Indigenous Cricketers On SCG To Spread Learn. Earn. Legend! Message
A team of Indigenous NRL stars will take on Australia’s best young Indigenous cricketers in the first all Indigenous cricket game on the Sydney Cricket Ground to spread the Learn. Earn. Legend! message.
The game is part of the Primary Club of Australia’s 30 Hour Cricket Marathon event held across today and tomorrow.
Minister for Sport and Minister for Indigenous Employment and Economic Development Mark Arbib and Parliamentary Secretary for Disabilities and Carers Jan McLucas today announced the Gillard Government would provide $25,000 to support the event.
The Indigenous teams will play for the Jack Marsh Cup, named in honour of Australia’s first Indigenous cricketer.
“The Learn. Earn. Legend! program uses sport and sporting role models across the NRL, AFL and now cricket to encourage indigenous children and teenagers to stay at school and go on to get a job,” Senator Arbib said.
“We know the best thing all kids can do is get a good education. The more education a person has, whether that be finishing year 12, completing a TAFE qualification, an apprenticeship or a tertiary qualification, the more likely they are to get a good job and take care of their family.
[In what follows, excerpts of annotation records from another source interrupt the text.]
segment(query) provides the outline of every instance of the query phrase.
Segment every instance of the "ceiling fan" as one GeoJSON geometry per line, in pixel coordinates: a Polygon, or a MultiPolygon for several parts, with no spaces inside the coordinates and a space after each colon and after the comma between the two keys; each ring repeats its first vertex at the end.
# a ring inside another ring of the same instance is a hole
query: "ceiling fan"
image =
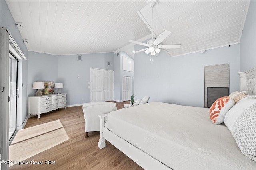
{"type": "Polygon", "coordinates": [[[140,45],[144,45],[147,47],[146,48],[134,52],[134,53],[140,53],[142,51],[145,51],[147,54],[149,54],[150,53],[150,55],[155,55],[156,54],[159,53],[161,51],[161,49],[176,49],[178,48],[181,46],[181,44],[169,44],[169,45],[159,45],[171,33],[171,32],[167,30],[164,30],[164,32],[162,33],[161,34],[156,38],[154,39],[153,39],[153,33],[154,32],[153,29],[153,7],[156,4],[154,1],[148,1],[148,4],[152,8],[152,39],[148,41],[147,43],[142,43],[139,41],[136,41],[134,40],[129,40],[130,43],[134,43],[140,45]]]}

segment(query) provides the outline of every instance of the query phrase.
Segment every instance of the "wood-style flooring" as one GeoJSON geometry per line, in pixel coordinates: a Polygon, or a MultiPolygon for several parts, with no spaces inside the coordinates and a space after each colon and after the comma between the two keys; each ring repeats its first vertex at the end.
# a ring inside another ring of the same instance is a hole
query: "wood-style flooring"
{"type": "MultiPolygon", "coordinates": [[[[124,104],[129,104],[130,101],[115,102],[118,109],[120,109],[124,104]]],[[[82,106],[42,114],[40,119],[37,117],[30,118],[25,129],[58,119],[70,139],[25,160],[30,162],[31,160],[43,161],[43,164],[15,165],[10,170],[143,169],[107,141],[106,147],[100,149],[98,146],[99,132],[89,132],[88,138],[85,138],[85,122],[82,106]],[[49,160],[55,160],[55,164],[46,164],[45,161],[49,160]]]]}

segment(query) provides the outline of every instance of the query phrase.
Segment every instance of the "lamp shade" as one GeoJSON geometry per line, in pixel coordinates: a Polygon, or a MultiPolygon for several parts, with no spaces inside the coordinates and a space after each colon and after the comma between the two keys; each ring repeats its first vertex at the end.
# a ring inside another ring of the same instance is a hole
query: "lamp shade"
{"type": "Polygon", "coordinates": [[[63,88],[63,84],[60,83],[56,83],[54,88],[63,88]]]}
{"type": "Polygon", "coordinates": [[[44,88],[44,84],[43,82],[33,83],[33,89],[43,89],[44,88]]]}

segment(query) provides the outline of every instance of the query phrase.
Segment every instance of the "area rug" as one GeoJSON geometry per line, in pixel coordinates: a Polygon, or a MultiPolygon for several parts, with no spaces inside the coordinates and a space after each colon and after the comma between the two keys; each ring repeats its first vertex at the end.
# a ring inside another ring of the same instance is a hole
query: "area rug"
{"type": "Polygon", "coordinates": [[[15,143],[9,148],[9,160],[15,162],[25,160],[69,139],[59,120],[23,130],[17,139],[15,137],[15,143]]]}
{"type": "Polygon", "coordinates": [[[61,122],[58,119],[20,130],[16,134],[15,137],[12,142],[12,145],[50,132],[63,127],[61,122]]]}

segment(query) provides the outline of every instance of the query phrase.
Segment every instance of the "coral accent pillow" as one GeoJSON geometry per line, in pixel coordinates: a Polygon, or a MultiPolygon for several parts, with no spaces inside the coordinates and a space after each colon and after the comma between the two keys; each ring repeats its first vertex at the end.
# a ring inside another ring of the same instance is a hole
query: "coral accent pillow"
{"type": "Polygon", "coordinates": [[[235,101],[229,96],[218,99],[210,109],[210,117],[212,123],[218,125],[224,122],[225,115],[235,105],[235,101]]]}

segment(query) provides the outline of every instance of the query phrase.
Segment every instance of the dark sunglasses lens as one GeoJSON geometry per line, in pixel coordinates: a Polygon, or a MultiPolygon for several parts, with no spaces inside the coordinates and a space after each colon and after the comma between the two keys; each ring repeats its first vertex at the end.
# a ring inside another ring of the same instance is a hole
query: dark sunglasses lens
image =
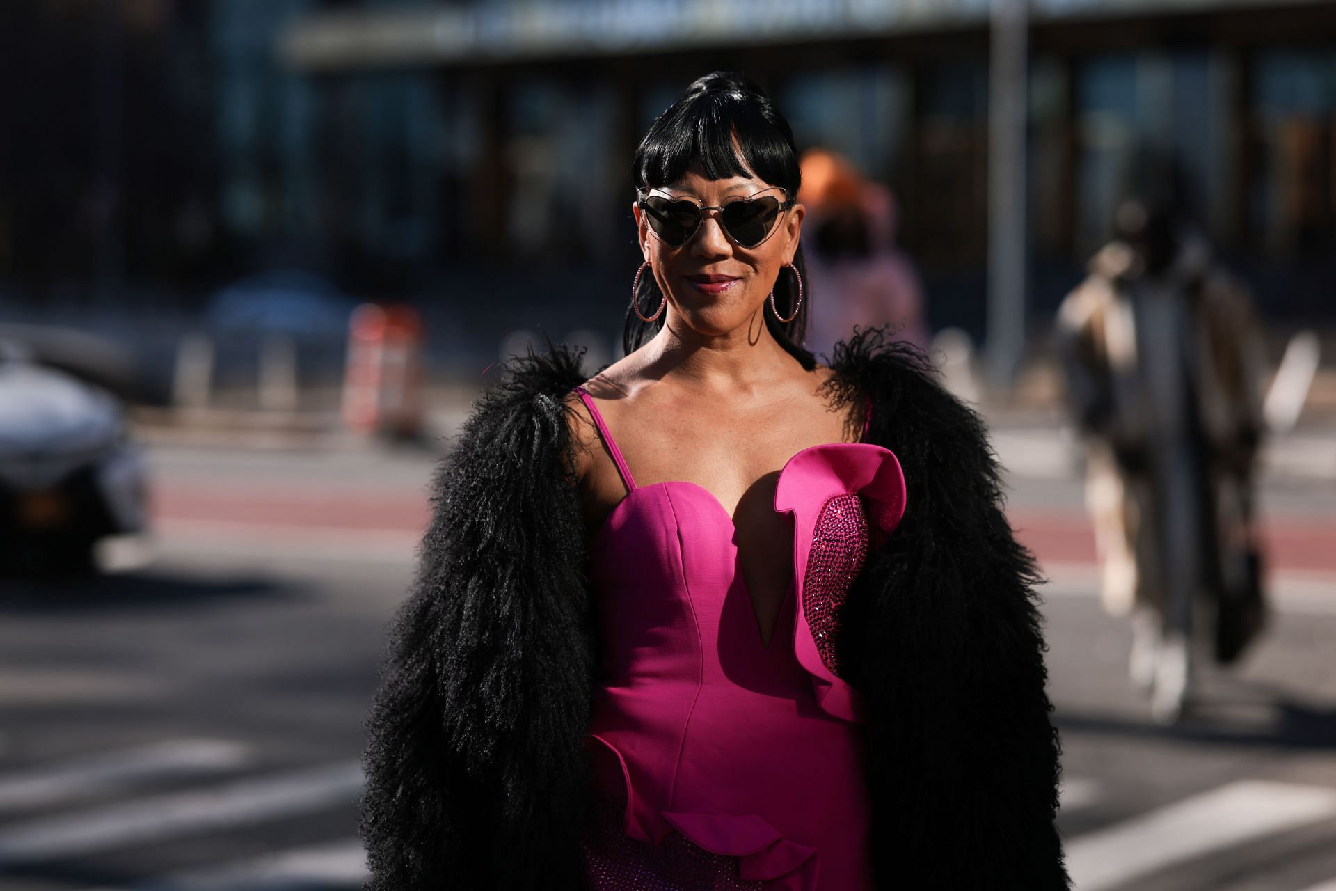
{"type": "Polygon", "coordinates": [[[719,214],[724,228],[743,247],[755,247],[766,240],[779,219],[779,199],[771,195],[729,202],[719,214]]]}
{"type": "Polygon", "coordinates": [[[681,247],[700,226],[700,208],[691,202],[673,202],[651,195],[640,202],[655,235],[671,247],[681,247]]]}

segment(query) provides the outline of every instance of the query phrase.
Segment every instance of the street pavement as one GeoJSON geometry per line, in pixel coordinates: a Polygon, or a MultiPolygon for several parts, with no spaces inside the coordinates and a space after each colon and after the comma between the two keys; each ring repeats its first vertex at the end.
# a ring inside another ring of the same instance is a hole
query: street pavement
{"type": "MultiPolygon", "coordinates": [[[[1336,480],[1268,477],[1276,610],[1180,728],[1125,677],[1059,430],[1003,429],[1050,577],[1059,828],[1082,891],[1336,890],[1336,480]]],[[[155,538],[0,590],[0,888],[359,887],[361,721],[434,458],[155,448],[155,538]]],[[[912,769],[912,765],[906,765],[912,769]]]]}

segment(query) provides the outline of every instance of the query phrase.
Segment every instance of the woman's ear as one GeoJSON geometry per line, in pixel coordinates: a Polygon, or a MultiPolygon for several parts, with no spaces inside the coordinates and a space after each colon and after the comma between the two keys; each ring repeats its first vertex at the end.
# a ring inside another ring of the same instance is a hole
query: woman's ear
{"type": "Polygon", "coordinates": [[[631,202],[631,215],[636,218],[636,240],[640,242],[640,252],[645,262],[649,259],[649,224],[645,223],[645,214],[640,210],[639,202],[631,202]]]}
{"type": "Polygon", "coordinates": [[[798,242],[803,236],[803,218],[807,216],[807,207],[794,204],[784,218],[784,262],[792,263],[798,255],[798,242]]]}

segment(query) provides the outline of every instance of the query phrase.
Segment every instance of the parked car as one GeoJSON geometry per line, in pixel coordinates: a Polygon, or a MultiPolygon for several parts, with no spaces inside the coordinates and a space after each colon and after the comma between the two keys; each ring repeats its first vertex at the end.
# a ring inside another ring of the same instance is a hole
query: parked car
{"type": "Polygon", "coordinates": [[[143,532],[147,513],[120,401],[0,341],[0,573],[94,572],[98,541],[143,532]]]}
{"type": "Polygon", "coordinates": [[[220,331],[342,342],[355,306],[357,301],[318,275],[274,270],[219,290],[208,303],[204,322],[220,331]]]}

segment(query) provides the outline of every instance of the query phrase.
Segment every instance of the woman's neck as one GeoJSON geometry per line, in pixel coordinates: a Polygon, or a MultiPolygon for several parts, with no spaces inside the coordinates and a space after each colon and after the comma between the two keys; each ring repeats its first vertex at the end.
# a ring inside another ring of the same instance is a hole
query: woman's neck
{"type": "Polygon", "coordinates": [[[755,390],[799,367],[771,335],[760,313],[749,325],[719,335],[700,334],[668,319],[644,350],[649,377],[673,377],[709,391],[755,390]]]}

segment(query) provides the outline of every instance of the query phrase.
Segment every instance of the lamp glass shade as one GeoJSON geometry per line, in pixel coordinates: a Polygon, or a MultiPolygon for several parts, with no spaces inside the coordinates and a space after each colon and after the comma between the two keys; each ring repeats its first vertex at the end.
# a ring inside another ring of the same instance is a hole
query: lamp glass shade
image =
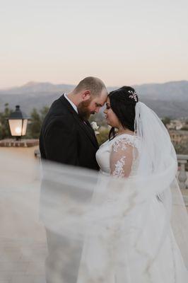
{"type": "Polygon", "coordinates": [[[21,137],[26,134],[28,120],[18,119],[8,120],[11,135],[13,137],[21,137]]]}

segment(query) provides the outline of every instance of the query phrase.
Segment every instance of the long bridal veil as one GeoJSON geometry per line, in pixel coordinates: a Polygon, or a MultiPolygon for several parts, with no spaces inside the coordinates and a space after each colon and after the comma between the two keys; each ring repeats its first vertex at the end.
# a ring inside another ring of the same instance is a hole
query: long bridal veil
{"type": "MultiPolygon", "coordinates": [[[[127,179],[50,162],[41,177],[33,166],[31,178],[28,158],[2,154],[1,246],[20,247],[20,262],[36,269],[42,248],[47,282],[186,282],[188,219],[176,154],[142,103],[135,129],[139,167],[127,179]]],[[[5,258],[13,270],[18,260],[5,258]]]]}

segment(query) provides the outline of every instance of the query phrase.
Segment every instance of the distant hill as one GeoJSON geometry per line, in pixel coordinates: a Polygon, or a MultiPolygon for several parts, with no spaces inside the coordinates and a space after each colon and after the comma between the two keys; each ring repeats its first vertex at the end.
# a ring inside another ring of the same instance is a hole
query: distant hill
{"type": "MultiPolygon", "coordinates": [[[[0,111],[6,103],[14,108],[19,104],[28,115],[35,107],[40,109],[52,103],[63,93],[69,92],[75,86],[53,84],[49,82],[29,82],[22,86],[0,90],[0,111]]],[[[146,103],[160,117],[173,118],[188,117],[188,81],[165,83],[148,83],[133,86],[140,100],[146,103]]],[[[109,87],[110,91],[117,87],[109,87]]]]}

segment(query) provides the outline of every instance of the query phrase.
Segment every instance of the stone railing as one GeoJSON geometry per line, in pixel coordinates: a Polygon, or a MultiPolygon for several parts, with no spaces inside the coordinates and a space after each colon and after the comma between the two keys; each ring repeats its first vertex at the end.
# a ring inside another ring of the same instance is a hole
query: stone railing
{"type": "Polygon", "coordinates": [[[180,187],[181,189],[188,189],[187,174],[185,171],[185,164],[188,161],[188,155],[177,154],[177,161],[180,166],[179,174],[177,175],[180,187]]]}

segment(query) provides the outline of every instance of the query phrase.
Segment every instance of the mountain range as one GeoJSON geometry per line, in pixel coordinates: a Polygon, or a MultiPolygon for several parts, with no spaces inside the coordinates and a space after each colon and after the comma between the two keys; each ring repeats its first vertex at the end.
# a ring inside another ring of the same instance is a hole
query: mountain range
{"type": "MultiPolygon", "coordinates": [[[[14,109],[20,105],[21,110],[30,115],[33,108],[37,110],[50,106],[64,92],[69,93],[75,86],[53,84],[49,82],[29,82],[23,86],[0,89],[0,111],[8,103],[14,109]]],[[[151,108],[160,117],[188,117],[188,81],[165,83],[145,83],[132,86],[139,100],[151,108]]],[[[107,87],[111,91],[117,87],[107,87]]]]}

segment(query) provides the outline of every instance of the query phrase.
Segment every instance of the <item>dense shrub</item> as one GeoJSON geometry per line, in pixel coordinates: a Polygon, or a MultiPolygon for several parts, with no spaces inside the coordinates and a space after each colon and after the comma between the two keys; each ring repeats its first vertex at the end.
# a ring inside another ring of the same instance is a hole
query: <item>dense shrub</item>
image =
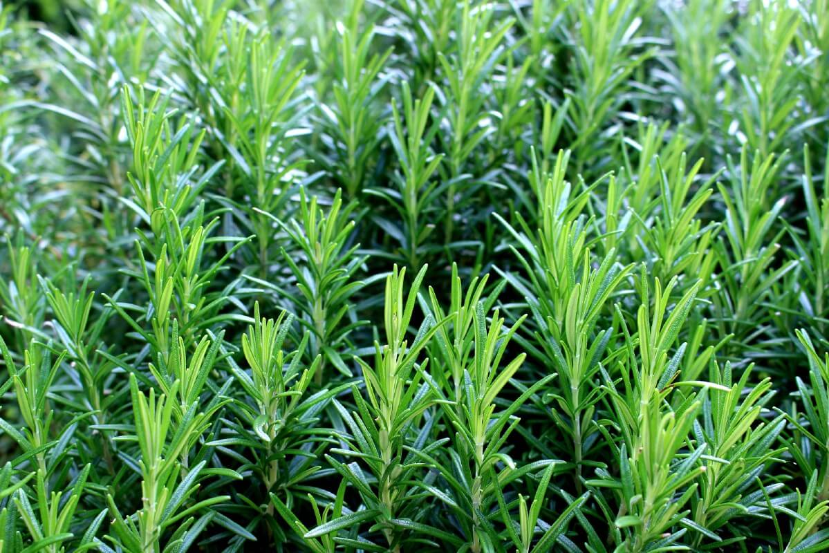
{"type": "Polygon", "coordinates": [[[0,14],[0,551],[829,549],[826,0],[0,14]]]}

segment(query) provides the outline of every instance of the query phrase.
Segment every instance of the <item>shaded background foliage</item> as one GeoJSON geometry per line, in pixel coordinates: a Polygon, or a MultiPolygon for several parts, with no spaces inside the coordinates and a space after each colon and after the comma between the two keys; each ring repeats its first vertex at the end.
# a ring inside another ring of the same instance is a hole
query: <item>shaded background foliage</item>
{"type": "Polygon", "coordinates": [[[824,551],[827,49],[825,0],[0,6],[0,550],[824,551]]]}

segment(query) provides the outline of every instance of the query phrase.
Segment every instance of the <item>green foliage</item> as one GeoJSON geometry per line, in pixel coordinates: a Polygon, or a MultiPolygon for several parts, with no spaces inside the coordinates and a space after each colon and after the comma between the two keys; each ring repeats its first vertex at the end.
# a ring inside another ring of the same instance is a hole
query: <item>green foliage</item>
{"type": "Polygon", "coordinates": [[[0,553],[826,551],[827,51],[826,0],[0,4],[0,553]]]}

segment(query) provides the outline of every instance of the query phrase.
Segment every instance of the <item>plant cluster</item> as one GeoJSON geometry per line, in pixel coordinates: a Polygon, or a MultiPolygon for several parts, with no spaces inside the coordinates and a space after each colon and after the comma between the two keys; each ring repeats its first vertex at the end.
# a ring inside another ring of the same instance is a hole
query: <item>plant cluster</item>
{"type": "Polygon", "coordinates": [[[827,0],[12,0],[0,59],[0,553],[829,550],[827,0]]]}

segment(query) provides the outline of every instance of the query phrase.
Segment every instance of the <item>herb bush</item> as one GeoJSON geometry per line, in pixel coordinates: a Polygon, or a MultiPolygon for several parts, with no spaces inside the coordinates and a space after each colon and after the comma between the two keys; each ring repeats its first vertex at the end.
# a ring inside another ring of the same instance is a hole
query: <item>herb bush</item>
{"type": "Polygon", "coordinates": [[[0,551],[829,549],[826,0],[0,7],[0,551]]]}

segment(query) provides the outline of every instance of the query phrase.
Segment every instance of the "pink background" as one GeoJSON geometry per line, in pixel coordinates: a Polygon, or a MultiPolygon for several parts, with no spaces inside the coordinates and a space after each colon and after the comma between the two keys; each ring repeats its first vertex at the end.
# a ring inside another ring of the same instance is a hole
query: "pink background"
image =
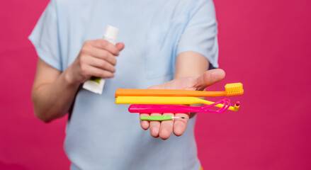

“The Cricket Australia National Indigenous Development Squad members are great examples of young Indigenous Australians working hard with the goal of representing their country.
“Take Chris Swain, a young Indigenous man who can bat and bowl with both hands – a rare skill and definitely someone to watch into the future.”
Senator Arbib said the Marathon Cricket event was a fantastic initiative involving more than 500 players aged eight to 70, raising money for charities to provide sporting and recreational equipment and facilities for people with disability.
“I congratulate the Primary Club of Australia, the Sydney Cricket Ground Trust and Cricket NSW for their contributions to what is sure to be a fantastic couple of days of cricket,” Senator Arbib said.
Senator McLucas said this was a fantastic event highlighting the sporting prowess of Australians with disability while raising money for charity.
“Sport is a unifying pastime in Australian culture. People with disability have provided Australia with some fantastic sporting memories,” Senator McLucas said.
“The Blind XI, a team made up of blind and partially blind players, will have a team in the Marathon Cricket event and I look forward to hearing about their success on the field.”
Senator Arbib said some of the NRL’s biggest names including Scott Prince, Preston Campbell and Wendell Sailor continued to support events such as Marathon Cricket under the Learn. Earn. Legend! banner.
“These players set a fantastic example for young Indigenous Australians. They are proof that through hard work and determination you can succeed in your chosen field,” Senator Arbib said.